Objectives: We assessed the outcomes of transitioning multiple sclerosis patients from natalizumab to dimethyl fumarate (DMF). Demographic data collected included age, sex, and ethnic background.  Clinical assessments included number of clinical relapses within 12 months and rate of continuation of therapy.  In addition we evaluated MRI activity within 12 months of initiation of therapy.

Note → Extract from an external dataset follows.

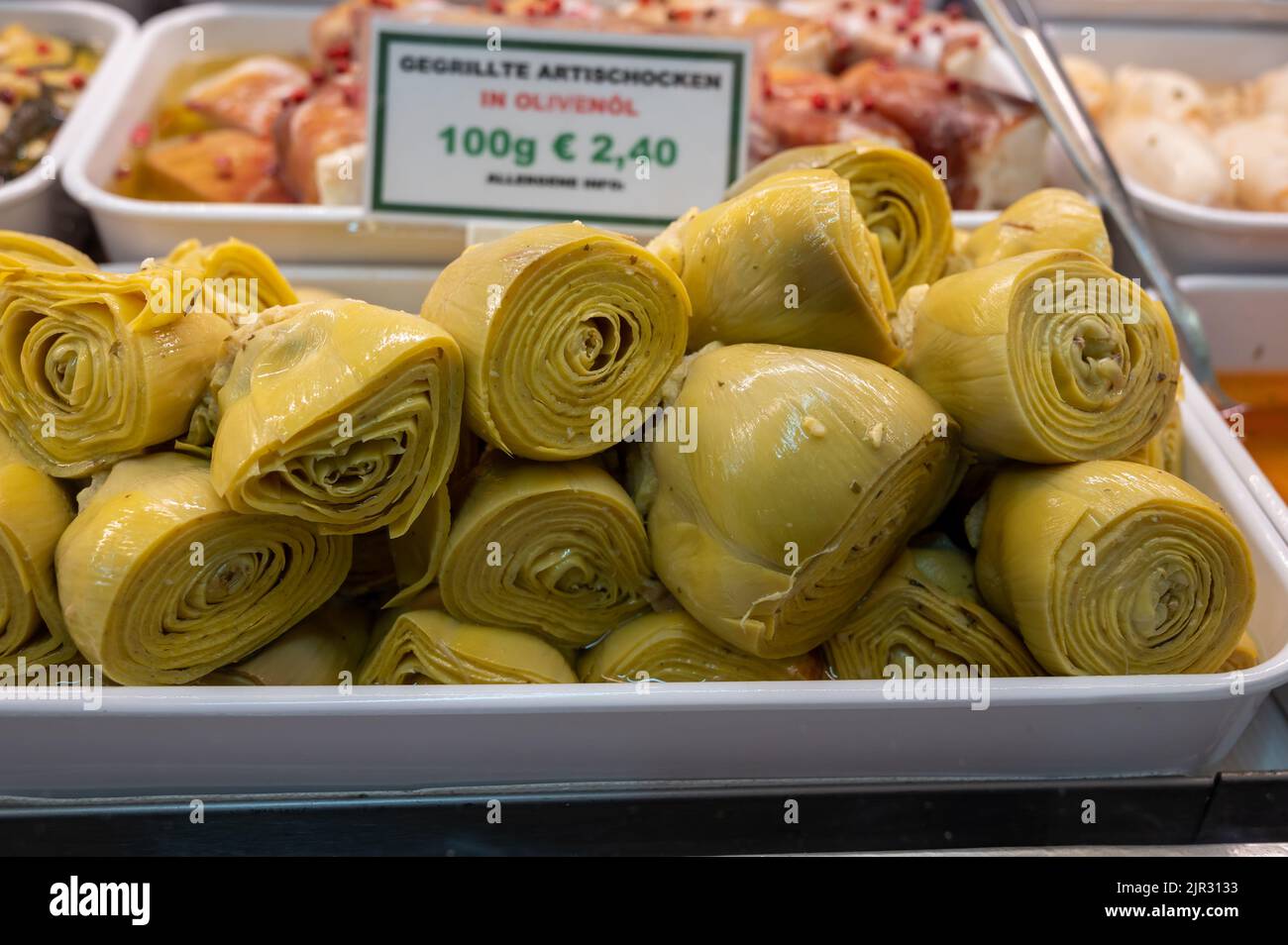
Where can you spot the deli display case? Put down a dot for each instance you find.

Methods: This retrospective cohort study utilized electronic medical records from a single center: University of Utah Health. Patient records dated from March 2012 to present. A total of 512 patients on treatment with natalizumab and/or DMF were screened.  Patients who had received at least one dose of natalizumab and who subsequently transitioned to dimethyl fumarate for at least one year were included in analysis.

Results: Twenty-eight patients met criteria (mean age 46.1 years; female: 67.8%).  Of 28 patients transitioned from natalizumab to DMF, 27 had adequate data for analysis and were compliant with DMF therapy. Only one patient had a clinical relapse.  Five patients (18.5%) demonstrated new T2 or enhancing lesions on MRI’s conducted within 1 year of initiation.   Four of five patients remained on DMF.  One patient experienced a clinical relapse within 1 year of initiating DMF (3.7%). The relapse was manifested by optic neuritis and numerous associated contrast enhancing lesions on brain MRI.

Conclusions: The transition from natalizumab to DMF was associated with a low risk of rebound and/or breakthrough clinical disease activity as indicated by relapses within 1 year of initiation.  However, our review of MRI scans indicates a modest increase in disease activity following transition suggests that careful selection and monitoring is required in patients transitioning from natalizumab to DMF.